In the morning, Cadence finds a new tire swing in front of her house, to replace the one gone from Granddad’s lawn. Inside is a gift of dried roses from Gat.

Summary: Chapter 57

Cadence tells another story about a king with three daughters. The younger two gave birth to girls. The oldest gave birth to twin boys, one of which was a mouse. He was tidy and clever, but everyone was disgusted with him, so he left to see the world. Someday, he thought, maybe he would come back and burn the palace to the ground. 

Analysis

Gat seems to finally get past Cadence’s reflexive defensiveness as he reminds her of her special place among the Harris grandchildren. Cadence is too self-absorbed to realize that her father could never afford to pay for a European tour, and that Harris must have arranged all of it, setting her apart from her cousins and Gat. Here again, Gat serves to force Cadence to rethink the story she tells about herself, even as she insists on the supremacy of her own understanding, even as it compromised by pain and memory loss. The Liars continue to remind her that they have suffered too, but she suspects they are lying, ignoring the irony as she has told the reader from the start that the cousins are known as the Liars and that she is lying to the reader. However, it serves to heighten the tension as the reader approaches to the novel’s conclusion. Finally, Gat describes his simultaneous feelings of being wrong and being wronged and his inability to decipher which feeling is right, in regard to his romantic relationships, echoing Cadence’s ambivalence in the way she wants to be treated.

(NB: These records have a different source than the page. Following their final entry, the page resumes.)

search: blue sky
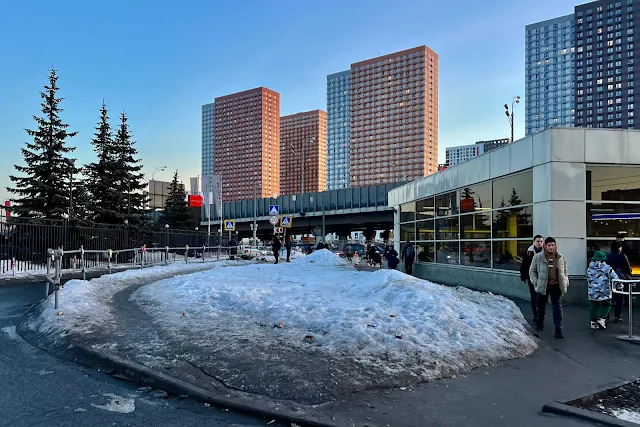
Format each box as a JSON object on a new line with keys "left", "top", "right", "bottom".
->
{"left": 0, "top": 0, "right": 577, "bottom": 202}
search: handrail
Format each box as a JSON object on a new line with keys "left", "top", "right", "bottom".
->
{"left": 612, "top": 279, "right": 640, "bottom": 339}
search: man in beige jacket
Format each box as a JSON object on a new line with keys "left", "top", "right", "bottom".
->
{"left": 529, "top": 237, "right": 569, "bottom": 339}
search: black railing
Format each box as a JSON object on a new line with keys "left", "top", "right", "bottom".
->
{"left": 0, "top": 217, "right": 229, "bottom": 275}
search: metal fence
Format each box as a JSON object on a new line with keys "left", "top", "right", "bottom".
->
{"left": 0, "top": 217, "right": 230, "bottom": 275}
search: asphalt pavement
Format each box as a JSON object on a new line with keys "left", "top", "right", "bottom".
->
{"left": 0, "top": 282, "right": 284, "bottom": 427}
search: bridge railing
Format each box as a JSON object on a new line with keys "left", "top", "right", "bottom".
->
{"left": 203, "top": 182, "right": 402, "bottom": 221}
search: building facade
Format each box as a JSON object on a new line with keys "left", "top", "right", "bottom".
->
{"left": 574, "top": 0, "right": 638, "bottom": 129}
{"left": 445, "top": 144, "right": 484, "bottom": 166}
{"left": 349, "top": 45, "right": 439, "bottom": 187}
{"left": 525, "top": 14, "right": 575, "bottom": 136}
{"left": 390, "top": 127, "right": 640, "bottom": 305}
{"left": 326, "top": 70, "right": 351, "bottom": 190}
{"left": 201, "top": 103, "right": 215, "bottom": 184}
{"left": 478, "top": 138, "right": 510, "bottom": 152}
{"left": 280, "top": 110, "right": 327, "bottom": 195}
{"left": 214, "top": 87, "right": 280, "bottom": 202}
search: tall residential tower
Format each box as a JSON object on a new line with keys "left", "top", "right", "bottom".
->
{"left": 525, "top": 14, "right": 575, "bottom": 136}
{"left": 280, "top": 110, "right": 327, "bottom": 195}
{"left": 326, "top": 70, "right": 351, "bottom": 190}
{"left": 201, "top": 102, "right": 215, "bottom": 183}
{"left": 349, "top": 46, "right": 438, "bottom": 187}
{"left": 213, "top": 87, "right": 280, "bottom": 202}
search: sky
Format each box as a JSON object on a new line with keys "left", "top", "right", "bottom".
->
{"left": 0, "top": 0, "right": 578, "bottom": 203}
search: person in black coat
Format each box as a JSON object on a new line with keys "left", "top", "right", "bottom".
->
{"left": 285, "top": 236, "right": 292, "bottom": 262}
{"left": 272, "top": 236, "right": 282, "bottom": 264}
{"left": 317, "top": 241, "right": 326, "bottom": 250}
{"left": 607, "top": 241, "right": 633, "bottom": 322}
{"left": 228, "top": 237, "right": 238, "bottom": 260}
{"left": 387, "top": 247, "right": 399, "bottom": 269}
{"left": 520, "top": 235, "right": 544, "bottom": 323}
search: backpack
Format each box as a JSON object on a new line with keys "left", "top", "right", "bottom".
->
{"left": 405, "top": 245, "right": 415, "bottom": 260}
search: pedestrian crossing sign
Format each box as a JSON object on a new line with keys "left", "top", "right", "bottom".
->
{"left": 269, "top": 205, "right": 280, "bottom": 216}
{"left": 224, "top": 220, "right": 236, "bottom": 231}
{"left": 280, "top": 216, "right": 292, "bottom": 228}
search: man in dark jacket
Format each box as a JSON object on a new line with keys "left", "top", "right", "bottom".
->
{"left": 607, "top": 241, "right": 633, "bottom": 322}
{"left": 617, "top": 233, "right": 633, "bottom": 257}
{"left": 520, "top": 235, "right": 544, "bottom": 323}
{"left": 272, "top": 236, "right": 281, "bottom": 264}
{"left": 228, "top": 237, "right": 238, "bottom": 260}
{"left": 317, "top": 240, "right": 326, "bottom": 250}
{"left": 387, "top": 247, "right": 399, "bottom": 269}
{"left": 401, "top": 241, "right": 416, "bottom": 275}
{"left": 285, "top": 236, "right": 292, "bottom": 262}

The trip to the rock outcropping  puts Cadence in the precarious position of having to live her motto, even as everyone involved in the trip knows that it is dangerous to do so, in keeping with her understanding of the accident that has left her with memory loss. As she plummets into the water, she repeats the same language she used to describe her accident, about seeing the base of Beechwood Island with numb limbs and cold fingers. Her assertion that she is fine and that no one should worry about her is at odds with her repeated insistence that she needs to have accommodations because of her headaches and memory loss, suggesting that her accident involved a far darker truth than she has yet revealed.

Cadence’s fairytale in Chapter 57 is far darker than any of the others because it involves retribution. Like the one told in Chapter 40, this one focuses on the grandchildren of the king rather than the daughters. The baby mouseling is clearly the outsider Gat, not only because he is an outsider and viewed as subhuman but also because he’s “smarter and more curious” than his cousins. His ostracization foreshadows a truth that Cadence isn’t ready to face. And the tale’s ending foreshadows the novel’s conclusion for the reader.